Considering the inherent nature of the transmission of X-linked recessive diseases, the reality is that the mothers may always carry some level of responsibility regardless of what others may counsel. One of the goals of consultations should be to reduce these feelings of responsibility. The approach to consultation with these mothers must take a psychosocial focus,and should employ a multi-disciplinary team approach involving clinicians, mental health professionals and genetic counsellors.
Clinicians, particularly primary care physicians, must take an active role in leading the team approach. They are in a unique position with an established trust relationship with the patients and have a greater understanding of their social background8-9. They generally have frequent contact with the family and are thereby able to monitor progress over time8. They are also able to promote family planning practices.
Mental health professionals will be experienced in addressing the psychological aspects surrounding the feelings of responsibility.Merely giving the opportunity for the mothers to express their emotions may help unburden them10. Husbands, family members and friends should be encouraged to support the mothers.
Genetic counsellors can play a particular role in education.It should be ensured that the mothers and fathers understand the specific disease, concept of genetic disorders and the different modes of transmission.
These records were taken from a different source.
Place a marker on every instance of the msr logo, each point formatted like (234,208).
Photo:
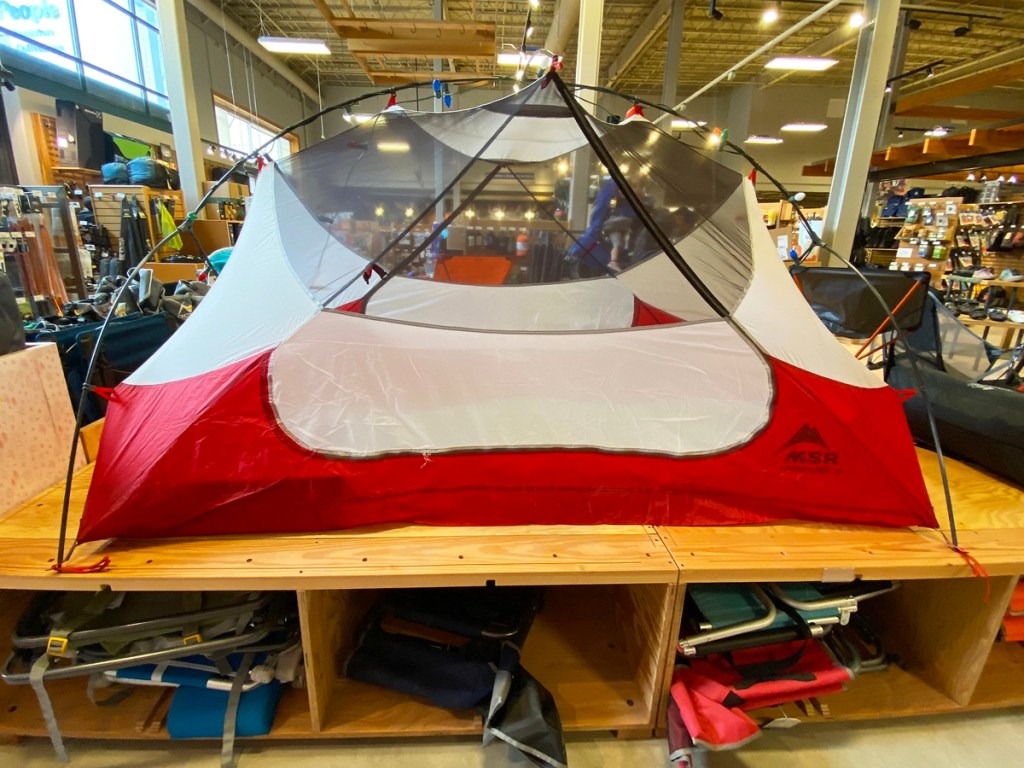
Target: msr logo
(807,450)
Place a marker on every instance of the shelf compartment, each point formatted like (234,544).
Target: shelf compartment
(600,649)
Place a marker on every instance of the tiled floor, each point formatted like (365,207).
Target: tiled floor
(977,740)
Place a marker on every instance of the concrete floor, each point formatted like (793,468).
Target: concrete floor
(974,740)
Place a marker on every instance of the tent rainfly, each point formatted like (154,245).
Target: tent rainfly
(658,368)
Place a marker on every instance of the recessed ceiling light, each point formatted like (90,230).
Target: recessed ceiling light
(515,58)
(804,127)
(804,64)
(680,124)
(306,45)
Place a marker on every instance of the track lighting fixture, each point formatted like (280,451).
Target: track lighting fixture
(964,31)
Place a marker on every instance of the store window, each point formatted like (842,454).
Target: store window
(240,129)
(108,49)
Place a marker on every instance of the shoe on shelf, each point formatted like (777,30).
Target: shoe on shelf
(1011,275)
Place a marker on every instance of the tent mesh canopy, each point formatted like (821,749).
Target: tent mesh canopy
(385,347)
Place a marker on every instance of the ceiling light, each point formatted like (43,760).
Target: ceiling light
(680,124)
(805,127)
(803,64)
(964,31)
(515,58)
(306,45)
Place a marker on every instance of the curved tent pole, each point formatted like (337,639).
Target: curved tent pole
(817,241)
(183,227)
(570,99)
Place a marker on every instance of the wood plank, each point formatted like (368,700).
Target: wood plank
(986,141)
(1001,75)
(579,649)
(1001,681)
(446,45)
(943,630)
(970,114)
(376,29)
(328,622)
(406,556)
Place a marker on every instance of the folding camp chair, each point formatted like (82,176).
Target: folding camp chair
(65,635)
(849,308)
(737,616)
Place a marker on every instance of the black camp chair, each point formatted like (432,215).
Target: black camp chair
(848,308)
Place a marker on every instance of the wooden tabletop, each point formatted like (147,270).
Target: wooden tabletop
(989,514)
(399,556)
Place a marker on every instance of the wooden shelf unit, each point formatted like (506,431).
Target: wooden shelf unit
(604,643)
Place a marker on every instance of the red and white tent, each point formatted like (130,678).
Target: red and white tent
(307,393)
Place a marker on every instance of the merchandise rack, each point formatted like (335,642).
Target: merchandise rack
(604,644)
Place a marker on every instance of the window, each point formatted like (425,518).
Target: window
(107,48)
(240,129)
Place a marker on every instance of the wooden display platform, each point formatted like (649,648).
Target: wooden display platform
(604,644)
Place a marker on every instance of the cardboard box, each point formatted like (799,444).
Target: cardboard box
(36,425)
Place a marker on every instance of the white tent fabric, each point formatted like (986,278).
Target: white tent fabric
(782,323)
(681,389)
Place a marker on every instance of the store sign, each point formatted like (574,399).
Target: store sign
(41,20)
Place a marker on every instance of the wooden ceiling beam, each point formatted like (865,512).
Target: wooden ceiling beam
(375,29)
(969,114)
(439,47)
(994,140)
(385,77)
(1001,75)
Such education may have many benefits; it can demystify false beliefs and improve the understanding of the impact of the disease on future pregnancy11 while concurrently reducing the emotional burden on the mother. The use of medical genealogy and pre-conception counselling by genetic counsellors may also prevent the perpetuation of the disease9.
During consultations, appropriate wording must be used to ensure that there are no associations between the disease and the mother. A personal anecdote identifying what not to do was the statement: “Being an X-linked disease, did you [the mother] know that you were a carrier, or was there a family history of haemophilia on your side?” This seemingly harmless question may conjure up feelings of responsibility for the disease and such repeated statements from family and friends may only validate feelings of self-blame. An alternative and more appropriate statement may have been: “Being a genetically transmitted disease, is there a history of haemophilia on either your or your partner’s side of the family?”
Mothers of sons with X-linked recessive diseases are a unique group of people who are at risk of mental health illness arising from feelings of responsibility in the form of guilt and self-blame. These feelings must be addressed carefully by clinicians by focusing on the psychosocial needs of the mothers through a multi-disciplinary team approach.